Fernando Savater, filósofo. "Yo en el Valle de los Caídos tengo enterrado a un hermano de mi padre que fue asesinado en Paracuellos y a Franco, que me fastidió la juventud y me metió en la cárcel. Lo mejor sería que todos los muertos fueran llevados a cementerios y que el Valle de los Caídos fuera una iglesia, sin más".

Juan Diego Botto, actor, hijo de un desaparecido de la dictadura argentina. "Es un mausoleo a un dictador pagado con fondos públicos, un edificio que no está a la altura de la España democrática. Hay que sacar de allí los restos de Franco y Primo de Rivera y convertirlo en un lugar de memoria que homenajee a los que dieron su vida por la democracia".

Cinco meses de plazo

La comisión de expertos para el futuro del Valle de los Caídos, presidida por los catedráticos Virgilio Zapatero y Pedro González-Trevijano, celebró su primera reunión este lunes con el objetivo de elaborar en el plazo de cinco meses un informe que "pueda ser asumido por cualquier gobierno", según declaraciones del ministro de Presidencia, Ramón Jáuregui.

Jáuregui dijo que la comisión está "muy legitimada" y anunció que su trabajo en estos cinco meses se llevará a cabo "en la intimidad".

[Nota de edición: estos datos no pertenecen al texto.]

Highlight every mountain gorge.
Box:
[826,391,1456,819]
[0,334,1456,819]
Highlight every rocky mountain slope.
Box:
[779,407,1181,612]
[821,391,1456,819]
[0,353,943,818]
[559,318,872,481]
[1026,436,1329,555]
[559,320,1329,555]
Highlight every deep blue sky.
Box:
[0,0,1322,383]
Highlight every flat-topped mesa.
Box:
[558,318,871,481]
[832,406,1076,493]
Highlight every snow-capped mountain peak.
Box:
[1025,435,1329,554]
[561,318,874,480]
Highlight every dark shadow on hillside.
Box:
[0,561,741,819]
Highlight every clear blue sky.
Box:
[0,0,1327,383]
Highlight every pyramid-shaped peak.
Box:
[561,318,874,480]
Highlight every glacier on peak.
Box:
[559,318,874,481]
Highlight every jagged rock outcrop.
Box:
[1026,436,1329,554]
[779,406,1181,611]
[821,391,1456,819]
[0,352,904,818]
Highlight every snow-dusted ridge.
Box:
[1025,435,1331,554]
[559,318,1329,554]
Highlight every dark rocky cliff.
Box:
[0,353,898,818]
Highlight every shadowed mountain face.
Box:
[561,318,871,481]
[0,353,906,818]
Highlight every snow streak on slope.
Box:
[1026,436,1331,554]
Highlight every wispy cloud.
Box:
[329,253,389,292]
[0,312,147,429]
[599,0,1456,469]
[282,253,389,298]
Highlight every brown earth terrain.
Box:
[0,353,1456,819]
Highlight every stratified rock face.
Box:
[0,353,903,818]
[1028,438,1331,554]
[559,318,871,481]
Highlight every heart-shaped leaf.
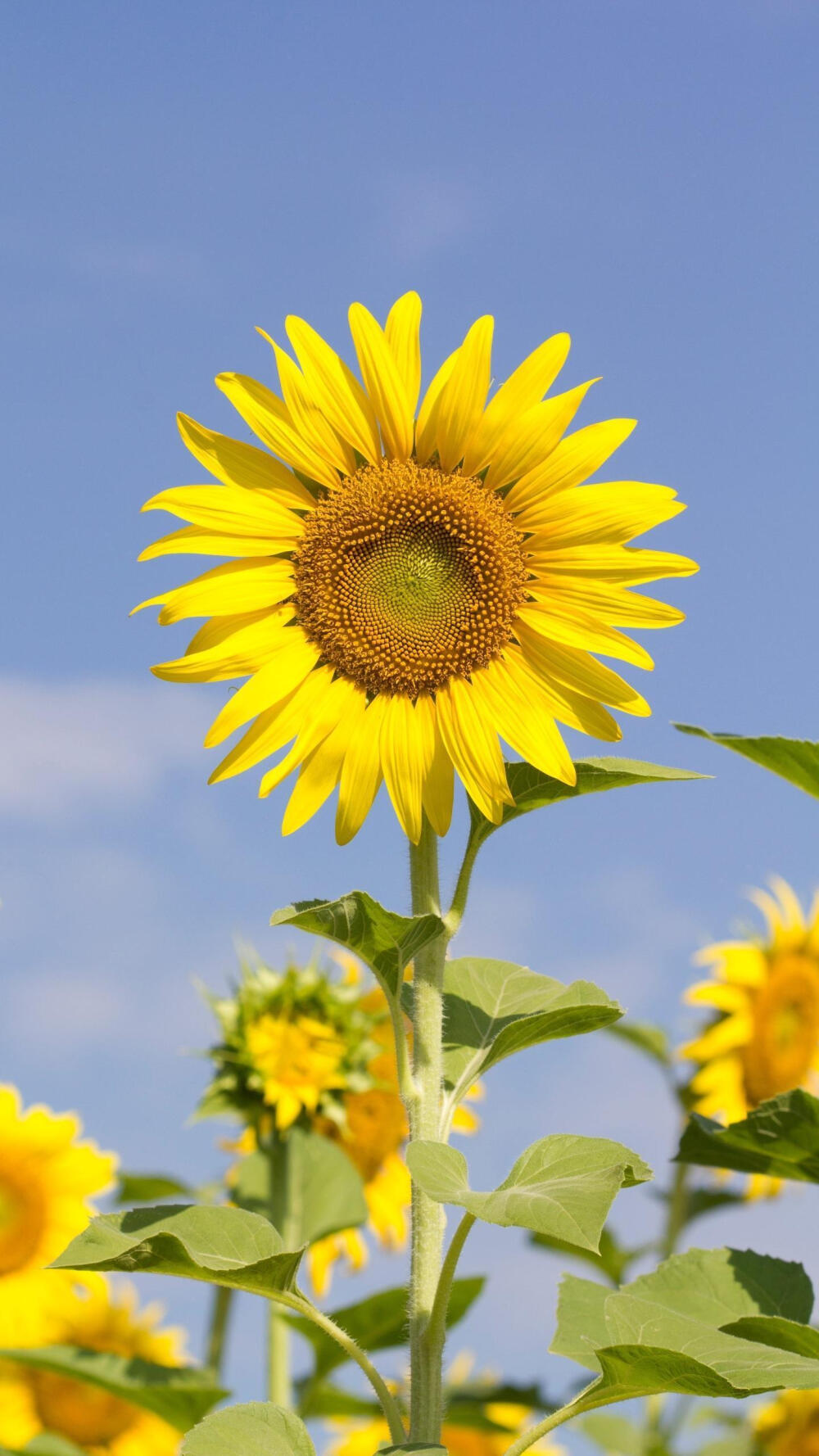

Entre los asuntos sobre los que se deberán pronunciar los expertos, el ministro habló de proponer una "simbología que dignifique" a las más de 33.000 personas allí enterradas, dando una respuesta a las familias que han pedido la exhumación de los cadáveres, a pesar de que Jáuregui reconoció que los informes periciales desaconsejan este tipo de intervenciones.